Fotowoltaika i ogrzewanie – system opustów – metoda na ciepło zimą
Elektrownia słoneczna ogrzewająca nasz dom zimą to biorąc pod uwagę nasłonecznienie występujące w miesiącach o wzmożonym zapotrzebowaniu na ciepło niekoniecznie trafiony pomysł.
Jednak dzięki bilansowaniu energii elektrycznej jakie obowiązuje od 1 lipca 2016 roku dla prywatnych mikroinstalacji OZE, może okazać się to pomysłem wręcz genialnym, policzmy:
Przeciętnie zimą, ocieplony dom o powierzchni rzędu 120m2 zużywa około 2,5 tony węgla o kaloryczności 25MJ/kg. Sprawność pieca i całego układu grzewczego zakładamy na poziomie 75%.
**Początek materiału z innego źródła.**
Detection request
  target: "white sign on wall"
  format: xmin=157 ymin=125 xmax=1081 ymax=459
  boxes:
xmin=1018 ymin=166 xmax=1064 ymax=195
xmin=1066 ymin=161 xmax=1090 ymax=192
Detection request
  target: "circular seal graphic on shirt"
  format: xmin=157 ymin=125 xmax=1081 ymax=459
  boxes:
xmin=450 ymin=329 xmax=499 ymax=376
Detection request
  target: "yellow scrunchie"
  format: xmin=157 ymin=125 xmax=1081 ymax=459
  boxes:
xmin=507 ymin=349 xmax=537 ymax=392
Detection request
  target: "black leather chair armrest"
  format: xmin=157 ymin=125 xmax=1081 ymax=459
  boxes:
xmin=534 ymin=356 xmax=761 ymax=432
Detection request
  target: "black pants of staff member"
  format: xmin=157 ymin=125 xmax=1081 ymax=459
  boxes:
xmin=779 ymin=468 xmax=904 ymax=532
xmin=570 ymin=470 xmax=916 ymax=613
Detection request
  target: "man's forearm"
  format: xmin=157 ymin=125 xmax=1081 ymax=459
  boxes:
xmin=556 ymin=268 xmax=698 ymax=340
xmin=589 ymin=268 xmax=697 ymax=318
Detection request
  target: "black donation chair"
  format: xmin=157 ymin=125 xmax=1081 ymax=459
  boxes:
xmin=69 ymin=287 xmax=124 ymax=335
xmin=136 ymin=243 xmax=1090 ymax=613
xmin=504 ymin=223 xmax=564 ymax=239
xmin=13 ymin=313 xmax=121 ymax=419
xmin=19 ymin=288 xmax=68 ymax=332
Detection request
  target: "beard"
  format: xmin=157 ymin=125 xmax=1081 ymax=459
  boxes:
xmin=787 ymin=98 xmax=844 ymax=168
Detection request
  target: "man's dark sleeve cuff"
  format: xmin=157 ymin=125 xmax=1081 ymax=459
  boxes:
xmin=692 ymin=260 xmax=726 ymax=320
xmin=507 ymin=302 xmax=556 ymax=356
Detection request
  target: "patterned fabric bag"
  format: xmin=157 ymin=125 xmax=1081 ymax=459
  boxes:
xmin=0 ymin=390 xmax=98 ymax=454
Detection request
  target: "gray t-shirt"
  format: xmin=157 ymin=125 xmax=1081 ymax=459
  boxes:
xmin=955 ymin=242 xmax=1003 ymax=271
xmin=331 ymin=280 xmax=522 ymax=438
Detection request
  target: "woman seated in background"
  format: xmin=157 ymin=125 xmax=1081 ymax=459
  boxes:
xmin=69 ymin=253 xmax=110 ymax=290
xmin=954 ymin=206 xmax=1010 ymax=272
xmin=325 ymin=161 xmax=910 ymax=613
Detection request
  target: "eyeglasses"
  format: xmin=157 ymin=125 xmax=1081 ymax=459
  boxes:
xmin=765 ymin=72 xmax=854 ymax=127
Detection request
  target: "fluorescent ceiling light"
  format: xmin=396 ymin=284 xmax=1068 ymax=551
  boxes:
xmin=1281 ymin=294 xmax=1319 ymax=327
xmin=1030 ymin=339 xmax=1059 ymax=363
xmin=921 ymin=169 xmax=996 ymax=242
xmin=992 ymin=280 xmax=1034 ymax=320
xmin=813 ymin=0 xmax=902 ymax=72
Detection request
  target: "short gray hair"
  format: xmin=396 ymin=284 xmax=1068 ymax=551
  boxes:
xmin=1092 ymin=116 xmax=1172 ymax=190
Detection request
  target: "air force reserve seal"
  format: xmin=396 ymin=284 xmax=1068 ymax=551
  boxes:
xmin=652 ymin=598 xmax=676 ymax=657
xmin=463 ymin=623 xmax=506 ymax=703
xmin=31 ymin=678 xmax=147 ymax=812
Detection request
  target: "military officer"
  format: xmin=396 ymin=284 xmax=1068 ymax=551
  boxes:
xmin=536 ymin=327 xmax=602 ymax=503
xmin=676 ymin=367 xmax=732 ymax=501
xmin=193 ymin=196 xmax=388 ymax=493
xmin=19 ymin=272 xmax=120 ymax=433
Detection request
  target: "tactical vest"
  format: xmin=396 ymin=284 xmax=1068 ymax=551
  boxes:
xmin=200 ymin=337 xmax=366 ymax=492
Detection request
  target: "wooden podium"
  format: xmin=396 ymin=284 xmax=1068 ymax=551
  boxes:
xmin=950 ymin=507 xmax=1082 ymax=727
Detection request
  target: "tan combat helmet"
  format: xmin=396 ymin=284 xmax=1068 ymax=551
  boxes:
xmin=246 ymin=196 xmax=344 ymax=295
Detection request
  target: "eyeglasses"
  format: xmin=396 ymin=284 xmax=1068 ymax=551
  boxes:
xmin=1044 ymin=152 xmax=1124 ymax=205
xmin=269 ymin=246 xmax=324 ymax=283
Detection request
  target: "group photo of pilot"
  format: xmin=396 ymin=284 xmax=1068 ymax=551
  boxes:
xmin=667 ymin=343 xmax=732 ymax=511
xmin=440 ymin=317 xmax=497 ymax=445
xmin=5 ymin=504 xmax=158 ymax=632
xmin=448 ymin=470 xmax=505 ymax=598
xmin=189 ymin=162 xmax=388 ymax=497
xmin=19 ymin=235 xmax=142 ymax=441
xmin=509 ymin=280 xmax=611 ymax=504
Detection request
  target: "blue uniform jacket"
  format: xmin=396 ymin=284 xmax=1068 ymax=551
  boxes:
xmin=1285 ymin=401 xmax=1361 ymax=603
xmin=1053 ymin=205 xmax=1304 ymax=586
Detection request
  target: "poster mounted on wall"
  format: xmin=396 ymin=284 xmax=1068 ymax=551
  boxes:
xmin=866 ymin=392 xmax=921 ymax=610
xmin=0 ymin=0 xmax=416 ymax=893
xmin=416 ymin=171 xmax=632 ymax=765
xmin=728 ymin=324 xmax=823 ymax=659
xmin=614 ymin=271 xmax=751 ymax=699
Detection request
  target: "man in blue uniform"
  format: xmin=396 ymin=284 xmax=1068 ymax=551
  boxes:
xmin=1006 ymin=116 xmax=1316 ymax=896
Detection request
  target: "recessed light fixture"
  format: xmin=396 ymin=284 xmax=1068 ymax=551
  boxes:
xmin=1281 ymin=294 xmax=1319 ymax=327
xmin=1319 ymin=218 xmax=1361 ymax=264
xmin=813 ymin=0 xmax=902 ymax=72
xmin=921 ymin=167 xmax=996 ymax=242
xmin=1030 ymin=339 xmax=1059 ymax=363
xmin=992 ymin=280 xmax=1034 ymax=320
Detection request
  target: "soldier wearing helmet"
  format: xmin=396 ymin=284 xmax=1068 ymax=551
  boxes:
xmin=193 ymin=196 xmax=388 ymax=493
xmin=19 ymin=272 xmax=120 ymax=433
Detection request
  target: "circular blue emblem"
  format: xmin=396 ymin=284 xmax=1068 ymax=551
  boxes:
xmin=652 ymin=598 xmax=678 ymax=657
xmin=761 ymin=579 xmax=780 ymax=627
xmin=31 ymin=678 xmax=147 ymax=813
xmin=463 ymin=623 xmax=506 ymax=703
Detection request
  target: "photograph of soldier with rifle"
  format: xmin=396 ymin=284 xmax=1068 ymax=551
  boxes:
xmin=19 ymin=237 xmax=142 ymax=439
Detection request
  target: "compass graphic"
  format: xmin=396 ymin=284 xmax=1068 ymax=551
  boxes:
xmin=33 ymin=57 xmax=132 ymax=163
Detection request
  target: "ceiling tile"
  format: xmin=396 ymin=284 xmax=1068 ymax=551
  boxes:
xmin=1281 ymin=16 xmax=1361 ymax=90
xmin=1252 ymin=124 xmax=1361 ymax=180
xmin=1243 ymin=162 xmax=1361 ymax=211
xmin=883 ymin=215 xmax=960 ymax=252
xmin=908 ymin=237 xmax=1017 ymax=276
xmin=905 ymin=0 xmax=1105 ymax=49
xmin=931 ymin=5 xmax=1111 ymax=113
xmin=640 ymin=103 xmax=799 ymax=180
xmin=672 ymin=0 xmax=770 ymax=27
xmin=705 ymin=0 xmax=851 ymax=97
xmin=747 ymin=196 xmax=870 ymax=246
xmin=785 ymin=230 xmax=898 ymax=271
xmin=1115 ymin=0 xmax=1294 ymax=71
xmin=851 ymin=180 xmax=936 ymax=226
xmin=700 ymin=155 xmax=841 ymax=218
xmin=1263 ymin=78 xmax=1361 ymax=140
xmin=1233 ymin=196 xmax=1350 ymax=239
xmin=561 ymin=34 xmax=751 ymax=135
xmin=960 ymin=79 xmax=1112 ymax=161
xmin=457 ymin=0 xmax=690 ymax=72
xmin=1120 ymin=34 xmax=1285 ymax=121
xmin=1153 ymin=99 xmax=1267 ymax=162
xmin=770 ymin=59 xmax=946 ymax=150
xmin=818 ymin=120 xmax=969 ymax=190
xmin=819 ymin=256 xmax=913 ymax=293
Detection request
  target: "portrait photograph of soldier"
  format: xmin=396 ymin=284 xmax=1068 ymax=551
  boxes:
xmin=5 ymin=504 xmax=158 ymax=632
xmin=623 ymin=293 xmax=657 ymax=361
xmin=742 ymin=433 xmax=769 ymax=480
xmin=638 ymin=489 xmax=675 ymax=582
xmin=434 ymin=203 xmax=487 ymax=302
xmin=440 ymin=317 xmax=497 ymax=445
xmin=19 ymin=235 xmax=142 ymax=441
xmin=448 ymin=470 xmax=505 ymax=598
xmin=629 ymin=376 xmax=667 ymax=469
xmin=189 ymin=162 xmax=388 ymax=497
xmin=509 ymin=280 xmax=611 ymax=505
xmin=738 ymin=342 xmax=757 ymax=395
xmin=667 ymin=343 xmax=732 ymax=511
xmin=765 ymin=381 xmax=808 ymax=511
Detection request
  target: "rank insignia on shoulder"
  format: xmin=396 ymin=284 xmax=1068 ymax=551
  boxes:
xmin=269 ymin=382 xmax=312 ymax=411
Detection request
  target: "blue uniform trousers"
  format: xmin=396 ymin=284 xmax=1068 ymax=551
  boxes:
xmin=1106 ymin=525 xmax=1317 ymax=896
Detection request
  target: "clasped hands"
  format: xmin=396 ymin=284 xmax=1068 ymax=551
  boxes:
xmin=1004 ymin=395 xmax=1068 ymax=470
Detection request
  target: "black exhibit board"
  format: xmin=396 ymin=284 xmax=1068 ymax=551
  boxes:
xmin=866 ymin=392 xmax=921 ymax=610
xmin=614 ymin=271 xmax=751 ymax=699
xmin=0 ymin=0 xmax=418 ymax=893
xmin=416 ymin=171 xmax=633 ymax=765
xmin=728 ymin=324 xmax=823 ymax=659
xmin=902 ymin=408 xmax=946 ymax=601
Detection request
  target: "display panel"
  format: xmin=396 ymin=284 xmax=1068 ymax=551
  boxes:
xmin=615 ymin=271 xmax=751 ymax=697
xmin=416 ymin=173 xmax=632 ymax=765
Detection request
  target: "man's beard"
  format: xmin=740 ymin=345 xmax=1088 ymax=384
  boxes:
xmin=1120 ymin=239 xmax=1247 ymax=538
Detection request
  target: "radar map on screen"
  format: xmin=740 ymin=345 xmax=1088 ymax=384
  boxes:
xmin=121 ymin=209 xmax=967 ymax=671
http://forum.muratordom.pl/showthread.php?105106-Jak-policzyć-całkowitą-sprawność-instalacji-c-o
Więc ilość energii potrzebnej douzyskania komfortu cieplnego wyniesie:
Ec = 75 % * 25MJ/kg * 2500kg = 46 875 MJ
1 MJ (megadżul) to 0,27(7)kWh
Ec= 46 875*0,277= 12 984 kWh
Wyprodukowaną energię w okresie bardziej obfitym w słońce można pobrać w okresie o zwiększonym zapotrzebowaniu na nią na przykład w postaci ciepła. Współczynnik bilansowania – opust dla mikroinstalacji o mocy w zakresie 10-50 kWp, których nie wybudowano przy pomocy dofinansowania wynoszą 0,7. Należy więc na potrzeby ogrzewania prądem wyprodukować:
Ew= 12 984 kWh/ 0,7 = 18 549 kWh
Dobrze zaprojektowana i wykonana instalacja na dobrych komponentach jest w stanie rocznie wyprodukować 1100 kWh/kWp, jeśli jest usytuowana na południe z kątem nachylenia rzędu 30-40 stopni. Więc aby pokryć cieplne zapotrzebowanie na energię:
Pi= 18 549 kWh / 1100 kWh/kWp = 16,86 kWp
Energia wyprodukowana w instalacji zostanie zbilansowana więc w efekcie nie zapłacimy nic za ” paliwo na zimę”.